Abbott and Costello, Dance with Me, Henry – After a 20-year career together that included the burlesque stage, radio, motion pictures and TV, Bud and Lou’s last performance as a team came in 1956’s Dance with Me, Henry, where indebted gambler Abbott tries to use the amusement park Costello owns to launder money for mobsters. Along the way A & C are helped out by two adorable orphans that Lou looks after, adding a mawkish subplot that doesn’t really work (would you trust Bud and Lou to care for kids?) to a routine film that has little of the verbal banter that marked their Universal heyday. Abbott retired from showbiz for a while after Dance with Me, Henry’s release, and Costello made TV guest shots and one solo effort, 1959’s sci-fi farce The 30 Foot Bride of Candy Rock (although he quipped that he “might try working with Dean Martin”), before his death later that year.

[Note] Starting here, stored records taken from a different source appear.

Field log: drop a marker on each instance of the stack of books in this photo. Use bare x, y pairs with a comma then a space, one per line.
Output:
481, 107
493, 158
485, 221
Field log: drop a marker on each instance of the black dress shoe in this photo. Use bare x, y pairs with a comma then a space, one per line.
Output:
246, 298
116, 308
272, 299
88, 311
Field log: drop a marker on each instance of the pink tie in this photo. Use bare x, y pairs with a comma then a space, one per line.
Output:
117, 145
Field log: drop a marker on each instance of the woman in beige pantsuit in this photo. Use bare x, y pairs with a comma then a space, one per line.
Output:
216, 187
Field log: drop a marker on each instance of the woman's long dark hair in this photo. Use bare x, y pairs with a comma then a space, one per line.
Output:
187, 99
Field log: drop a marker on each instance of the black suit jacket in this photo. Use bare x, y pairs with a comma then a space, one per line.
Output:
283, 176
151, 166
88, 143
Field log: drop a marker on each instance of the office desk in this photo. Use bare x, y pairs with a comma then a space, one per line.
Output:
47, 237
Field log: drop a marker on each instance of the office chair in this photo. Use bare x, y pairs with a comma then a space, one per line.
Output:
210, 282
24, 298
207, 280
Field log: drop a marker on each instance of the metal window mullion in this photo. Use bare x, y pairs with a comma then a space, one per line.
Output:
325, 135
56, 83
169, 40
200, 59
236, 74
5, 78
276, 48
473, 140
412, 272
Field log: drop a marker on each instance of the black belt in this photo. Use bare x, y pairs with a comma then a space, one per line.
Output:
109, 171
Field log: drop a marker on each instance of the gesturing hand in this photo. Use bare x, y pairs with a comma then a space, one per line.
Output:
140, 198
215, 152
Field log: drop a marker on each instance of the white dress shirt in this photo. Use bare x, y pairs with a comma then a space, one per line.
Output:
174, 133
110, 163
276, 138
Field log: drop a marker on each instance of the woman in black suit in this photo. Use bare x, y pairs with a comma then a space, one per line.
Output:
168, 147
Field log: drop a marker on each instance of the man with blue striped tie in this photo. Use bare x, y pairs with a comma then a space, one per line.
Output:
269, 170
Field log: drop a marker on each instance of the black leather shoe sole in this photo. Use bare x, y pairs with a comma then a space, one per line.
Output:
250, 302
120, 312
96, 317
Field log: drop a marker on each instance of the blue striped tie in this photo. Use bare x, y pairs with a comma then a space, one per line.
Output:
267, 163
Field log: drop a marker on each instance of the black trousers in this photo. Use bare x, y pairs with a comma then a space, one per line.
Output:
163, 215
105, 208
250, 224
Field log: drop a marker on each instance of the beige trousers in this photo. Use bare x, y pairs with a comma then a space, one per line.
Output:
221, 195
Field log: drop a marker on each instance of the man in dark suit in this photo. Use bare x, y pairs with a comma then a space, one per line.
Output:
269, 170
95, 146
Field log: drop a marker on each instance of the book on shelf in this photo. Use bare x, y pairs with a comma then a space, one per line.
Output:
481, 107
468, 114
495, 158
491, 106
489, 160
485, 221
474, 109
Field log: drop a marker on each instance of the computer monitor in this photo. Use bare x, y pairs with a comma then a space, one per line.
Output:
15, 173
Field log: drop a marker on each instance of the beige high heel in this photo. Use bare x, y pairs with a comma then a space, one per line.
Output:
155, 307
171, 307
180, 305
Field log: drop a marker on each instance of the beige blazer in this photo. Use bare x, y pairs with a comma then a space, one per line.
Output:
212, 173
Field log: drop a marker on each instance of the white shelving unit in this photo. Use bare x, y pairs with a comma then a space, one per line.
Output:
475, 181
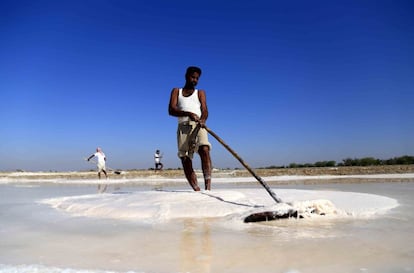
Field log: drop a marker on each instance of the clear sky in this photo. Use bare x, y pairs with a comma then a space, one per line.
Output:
286, 81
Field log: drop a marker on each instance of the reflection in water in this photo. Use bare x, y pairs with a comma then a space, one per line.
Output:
195, 246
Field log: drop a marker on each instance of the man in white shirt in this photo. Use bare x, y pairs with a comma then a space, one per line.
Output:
100, 165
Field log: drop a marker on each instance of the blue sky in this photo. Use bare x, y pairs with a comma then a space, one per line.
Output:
286, 81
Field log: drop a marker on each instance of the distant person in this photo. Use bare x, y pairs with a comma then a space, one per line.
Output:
101, 165
190, 106
157, 159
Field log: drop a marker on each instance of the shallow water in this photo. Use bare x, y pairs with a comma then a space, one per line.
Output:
35, 237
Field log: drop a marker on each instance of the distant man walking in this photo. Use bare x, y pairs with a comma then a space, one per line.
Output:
190, 106
157, 159
101, 165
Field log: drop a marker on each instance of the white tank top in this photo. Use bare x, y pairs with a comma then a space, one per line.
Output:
188, 104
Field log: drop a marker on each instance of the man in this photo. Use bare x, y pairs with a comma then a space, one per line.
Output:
157, 159
101, 166
190, 106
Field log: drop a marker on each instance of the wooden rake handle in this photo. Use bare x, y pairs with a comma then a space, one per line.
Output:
261, 181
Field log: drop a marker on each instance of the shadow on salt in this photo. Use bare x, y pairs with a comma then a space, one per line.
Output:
162, 206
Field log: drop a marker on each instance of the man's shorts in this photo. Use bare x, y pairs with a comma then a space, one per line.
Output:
183, 138
101, 167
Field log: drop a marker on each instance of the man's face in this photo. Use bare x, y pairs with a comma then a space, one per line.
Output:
192, 79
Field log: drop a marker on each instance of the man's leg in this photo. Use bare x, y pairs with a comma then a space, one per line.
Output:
204, 152
189, 172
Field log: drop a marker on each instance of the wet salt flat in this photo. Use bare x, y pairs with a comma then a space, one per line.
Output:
64, 227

Hope and Crosby, The Road to Hong Kong – While they weren’t a team in the sense of the others listed here, 1962’s The Road to Hong Kong was the seventh and last pairing of Bob Hope and Bing Crosby in the increasingly self-referential “Road” series, and the first for the duo in 10 years. The Cold War spy spoof–which predated Dr. No and 007 by several months–saw Bob accidentally memorize the formula for a top-secret rocket fuel, sending him, Bing, and enemy agent Joan Collins on the run from criminal mastermind Robert Morley’s organization. The boys get treated by Indian doctor Peter Sellers, compete for a too-young-for-either Collins, encounter old pal Dorothy Lamour, and even wind up going to the moon, but the film still feels like a glossed-up re-treading of their breezier Paramount efforts.

The Three Stooges, The Outlaws Is Coming! – Unceremoniously dumped by Columbia in 1957 after 23 years and more than 190 short subjects, The Three Stooges were riding a TV-fueled wave of renewed popularity in the early 1960s. Moe Howard, Larry Fine, and new “third stooge” Curly Joe DeRita enjoyed the adoration of fans old and new thanks to small-screen guest shots and live appearances across the country. Columbia soon hired the slapstick trio back for a string of feature-length comedies aimed at the kids’ market. For the most part, the films lacked the manic energy of the 1930s and ’40s two-reelers, but the final entry, the 1965 Western send-up The Outlaws Is Coming!, turned out to be the best of the lot. The boys wind up face-to-face with an array of the frontier’s baddest blackhats, all played by local TV show hosts (including Philadelphia’s beloved Sally Starr) who broadcast the old Stooges shorts. There’s able support from a pre-Batman Adam West as the square-jawed hero who’s the fellas’ conservationist boss and Nancy Kovack as pistol-packin’ Annie Oakley, and some clever jabs at the cowboy flick genre. Moe, Larry, and Curly Joe would continue as a team until 1970, when a planned TV pilot entitled Kook’s Tour had to be halted mid-shoot after Fine suffered a stroke.